Until early this year, it seemed that the Fed chairman could do no wrong; a Greenspan victory in the battle against recession was a foregone conclusion. But now, as the economic news turns increasingly sour, his reputation has taken some hits and there are growing doubts about whether he can guide the once high-flying U.S. economy to something better than a crash landing.
"We're going to find out this time whether he really walks on water or just swims well," said David Wyss, the chief economist at the Standard & Poor's bond rating agency in New York.
Outstanding record
Greenspan still is held in high esteem, even by most of his critics. If anything, the souring economy suggests that financial markets and public expectations of Greenspan were inflated, and that he is human after all.

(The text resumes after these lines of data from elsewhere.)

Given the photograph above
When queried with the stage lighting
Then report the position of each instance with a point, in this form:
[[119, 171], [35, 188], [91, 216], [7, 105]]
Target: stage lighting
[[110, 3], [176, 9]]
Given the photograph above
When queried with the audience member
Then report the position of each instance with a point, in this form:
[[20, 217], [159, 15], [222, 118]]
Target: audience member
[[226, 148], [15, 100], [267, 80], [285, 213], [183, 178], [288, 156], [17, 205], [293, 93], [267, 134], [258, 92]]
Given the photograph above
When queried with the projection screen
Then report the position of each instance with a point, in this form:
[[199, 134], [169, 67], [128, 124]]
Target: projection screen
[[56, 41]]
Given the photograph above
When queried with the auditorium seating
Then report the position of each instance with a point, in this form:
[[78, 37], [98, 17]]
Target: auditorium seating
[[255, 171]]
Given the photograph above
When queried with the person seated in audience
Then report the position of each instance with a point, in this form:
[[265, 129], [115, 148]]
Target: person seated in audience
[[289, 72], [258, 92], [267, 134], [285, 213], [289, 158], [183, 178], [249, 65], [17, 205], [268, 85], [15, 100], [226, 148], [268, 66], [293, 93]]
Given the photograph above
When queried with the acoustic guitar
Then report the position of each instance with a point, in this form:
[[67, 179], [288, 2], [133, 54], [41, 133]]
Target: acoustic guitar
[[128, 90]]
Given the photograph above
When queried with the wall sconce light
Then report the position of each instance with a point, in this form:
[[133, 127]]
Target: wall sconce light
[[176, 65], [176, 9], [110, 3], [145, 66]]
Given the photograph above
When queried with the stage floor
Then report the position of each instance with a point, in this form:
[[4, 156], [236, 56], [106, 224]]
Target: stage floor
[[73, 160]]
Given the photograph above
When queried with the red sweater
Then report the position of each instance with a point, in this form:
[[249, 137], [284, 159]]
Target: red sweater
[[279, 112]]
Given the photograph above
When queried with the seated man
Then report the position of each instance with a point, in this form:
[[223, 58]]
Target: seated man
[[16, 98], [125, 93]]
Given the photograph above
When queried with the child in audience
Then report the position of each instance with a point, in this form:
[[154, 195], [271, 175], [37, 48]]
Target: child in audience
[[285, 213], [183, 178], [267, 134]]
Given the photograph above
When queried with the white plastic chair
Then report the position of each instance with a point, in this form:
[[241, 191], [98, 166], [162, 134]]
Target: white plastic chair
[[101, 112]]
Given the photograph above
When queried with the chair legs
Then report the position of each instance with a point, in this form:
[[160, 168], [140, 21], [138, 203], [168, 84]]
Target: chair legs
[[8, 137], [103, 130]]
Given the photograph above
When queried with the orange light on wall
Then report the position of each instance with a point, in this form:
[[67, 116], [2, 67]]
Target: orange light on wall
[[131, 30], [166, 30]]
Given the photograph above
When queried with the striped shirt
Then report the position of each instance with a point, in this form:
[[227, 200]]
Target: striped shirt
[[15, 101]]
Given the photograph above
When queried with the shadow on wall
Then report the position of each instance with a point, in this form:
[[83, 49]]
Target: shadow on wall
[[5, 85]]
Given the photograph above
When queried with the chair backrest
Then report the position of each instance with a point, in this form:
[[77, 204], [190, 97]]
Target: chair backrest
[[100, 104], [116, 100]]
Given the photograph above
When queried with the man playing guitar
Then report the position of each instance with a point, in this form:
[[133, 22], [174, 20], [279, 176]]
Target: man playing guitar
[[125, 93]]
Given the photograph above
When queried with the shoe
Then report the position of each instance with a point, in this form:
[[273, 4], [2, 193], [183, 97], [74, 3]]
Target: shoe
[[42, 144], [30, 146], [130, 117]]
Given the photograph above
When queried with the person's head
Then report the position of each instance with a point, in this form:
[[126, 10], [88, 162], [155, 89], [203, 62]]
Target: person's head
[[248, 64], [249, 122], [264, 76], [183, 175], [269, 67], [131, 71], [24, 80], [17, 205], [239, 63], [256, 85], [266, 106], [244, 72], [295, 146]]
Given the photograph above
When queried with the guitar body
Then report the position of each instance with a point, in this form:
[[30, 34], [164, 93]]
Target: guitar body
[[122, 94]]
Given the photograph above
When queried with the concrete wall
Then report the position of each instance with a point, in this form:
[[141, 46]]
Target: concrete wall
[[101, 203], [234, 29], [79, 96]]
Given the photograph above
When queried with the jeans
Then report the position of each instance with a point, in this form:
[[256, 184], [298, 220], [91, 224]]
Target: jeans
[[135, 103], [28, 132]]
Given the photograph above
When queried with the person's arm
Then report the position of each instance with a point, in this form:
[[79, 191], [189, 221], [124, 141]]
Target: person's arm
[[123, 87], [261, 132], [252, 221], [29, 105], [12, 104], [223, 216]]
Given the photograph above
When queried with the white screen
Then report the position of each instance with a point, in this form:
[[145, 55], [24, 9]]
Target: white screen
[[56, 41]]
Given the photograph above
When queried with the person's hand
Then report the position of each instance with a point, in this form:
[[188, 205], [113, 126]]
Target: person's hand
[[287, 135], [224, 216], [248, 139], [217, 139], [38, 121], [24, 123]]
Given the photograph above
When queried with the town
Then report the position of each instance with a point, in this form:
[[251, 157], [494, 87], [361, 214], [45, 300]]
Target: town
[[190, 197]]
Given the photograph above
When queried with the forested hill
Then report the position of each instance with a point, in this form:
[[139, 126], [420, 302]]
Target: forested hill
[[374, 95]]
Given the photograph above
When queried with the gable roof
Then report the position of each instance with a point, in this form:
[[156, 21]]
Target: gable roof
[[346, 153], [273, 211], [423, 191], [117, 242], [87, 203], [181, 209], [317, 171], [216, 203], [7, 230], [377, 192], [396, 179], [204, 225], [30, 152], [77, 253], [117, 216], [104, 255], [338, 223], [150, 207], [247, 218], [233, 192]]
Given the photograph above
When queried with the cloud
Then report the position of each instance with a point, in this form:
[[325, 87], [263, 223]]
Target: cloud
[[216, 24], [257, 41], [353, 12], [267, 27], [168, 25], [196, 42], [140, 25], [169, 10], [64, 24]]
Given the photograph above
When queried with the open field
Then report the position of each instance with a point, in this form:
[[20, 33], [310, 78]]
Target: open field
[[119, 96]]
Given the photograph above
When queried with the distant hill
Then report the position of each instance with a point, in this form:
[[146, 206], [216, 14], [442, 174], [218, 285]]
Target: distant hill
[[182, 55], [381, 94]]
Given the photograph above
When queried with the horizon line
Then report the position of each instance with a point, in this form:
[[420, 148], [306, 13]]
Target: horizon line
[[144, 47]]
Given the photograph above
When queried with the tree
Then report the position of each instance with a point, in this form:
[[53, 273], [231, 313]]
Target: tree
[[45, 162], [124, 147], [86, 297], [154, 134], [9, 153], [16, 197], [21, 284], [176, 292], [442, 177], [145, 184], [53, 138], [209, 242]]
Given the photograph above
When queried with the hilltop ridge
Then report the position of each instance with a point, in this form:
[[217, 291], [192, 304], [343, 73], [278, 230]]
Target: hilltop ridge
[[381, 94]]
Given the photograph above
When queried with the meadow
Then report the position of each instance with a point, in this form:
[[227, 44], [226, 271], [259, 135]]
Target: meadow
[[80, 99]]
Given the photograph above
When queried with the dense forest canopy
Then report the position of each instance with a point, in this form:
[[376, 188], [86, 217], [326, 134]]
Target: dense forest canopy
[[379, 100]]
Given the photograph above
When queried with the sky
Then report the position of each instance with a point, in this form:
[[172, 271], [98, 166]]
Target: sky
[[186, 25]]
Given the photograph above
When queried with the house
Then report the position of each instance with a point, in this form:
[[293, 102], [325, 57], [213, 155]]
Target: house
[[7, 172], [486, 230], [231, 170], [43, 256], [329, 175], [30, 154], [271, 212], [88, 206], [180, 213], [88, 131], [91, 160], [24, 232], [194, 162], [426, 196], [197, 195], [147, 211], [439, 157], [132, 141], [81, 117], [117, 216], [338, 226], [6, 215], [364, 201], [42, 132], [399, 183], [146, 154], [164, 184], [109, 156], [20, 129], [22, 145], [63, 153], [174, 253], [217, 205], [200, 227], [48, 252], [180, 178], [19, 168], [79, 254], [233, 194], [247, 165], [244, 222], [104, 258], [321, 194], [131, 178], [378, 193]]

But he may have become a victim of the overblown reputation his record has inspired.
In the 13-plus years since he became Fed chairman in 1987, the United States has endured just one mild, eight-month recession from July 1990 to March 1991. Since then, the economy has been in the longest uninterrupted period of growth in U.S. history.
While neither the Fed nor Greenspan would claim full credit, their interest rate policies are a key factor behind that record.
Greenspan chairs the powerful Federal Open Market Committee, the 12 Fed governors who meet eight times a year to determine U.S. interest-rate policy.
They cut interest rates when they want to stimulate the economy to fight recession, and they raise them to slow the economy to prevent inflation. Lower rates encourage spending by making it easier for consumers and businesses to borrow money.
Greenspan widely is credited with preventing the 1987 stock market crash from bringing down the economy, staving off inflation in 1994 and preventing the spreading financial crisis that began in Asia from reaching U.S. shores in 1998. He declined to be interviewed for this article.
"His reputation was built up over a decade," said Alice Rivlin, who served with Greenspan as vice chairman of the Federal Reserve from 1996 to 1999.
By last year, he had become larger than life.
The economy was booming, growing so fast that most economists feared it ultimately would crash. Greenspan agreed, and the Fed raised interest rates. Analysts were confident that he would succeed in bringing the high-flying economy in for a "soft landing," slowing the economy a bit without shoving it into a recession.
It's no easy task, not even for Greenspan.
His next challenge
Now the United States seems headed for a landing that will be bumpy at best. Some analysts believe the economy already is in recession, a period of shrinkage instead of growth.
And the second-guessing has started.
"Policymakers made a tactical error when they didn't lower interest rates earlier this month," analyst Mark Zandi wrote after the stock market crashed last week. Zandi is the chief economist at Economy.com., a West Chester, Pa., consulting firm. In early March, he criticized the Fed's decision to leave rates unchanged.
But public perceptions of the Fed's influence fed by the media may be exaggerated.
"What we've done is elevate the Fed to this kind of all-powerful economic stabilizer that is way beyond anything economists would agree is realistic," said Charles Plosser, dean of the University of Rochester business school and co-chair of the Shadow Open Market Committee, a group that evaluates Fed policy.
Although Greenspan is a master at analyzing economic statistics available and using them to figure out just how the economy is doing, the data are never timely enough to give a precise picture of today's economic conditions. And interest rates have their limits as a tool to control the economy.
"It sets up expectations which are hard to realize," said Mortgage Bankers Assn. economist Lyle Gramley, who was a Fed governor from 1980 to 1985. "Some of the luster has come off (Greenspan) since the beginning of the year with the collapse of the stock market. I think people are blaming him unjustly for what has happened."
Mixed endorsement
Greenspan didn't help his reputation when he surprised lawmakers by endorsing President Bush's proposed tax cuts soon after Bush took office. Before that, Greenspan had advocated using the surplus to reduce the federal debt.
Most analysts say they believe Greenspan changed his position based on valid economic reasoning about changed conditions. But several agreed that it could be harmful.
"I think it created an erosion of confidence," said Justin Martin, the author of "The Man Behind the Money," a biography of Greenspan. "One thing crucial to the Fed is to remain independent (of politics). That move, whatever motivated it, the perception was that he was kowtowing to a new president."
However, the greater concern for many observers is what happens when Greenspan, who turned 75 earlier this month, steps down. His term as chairman expires in June 2004.
"What I worry about is what will happen after Greenspan is no longer chair," Plosser said.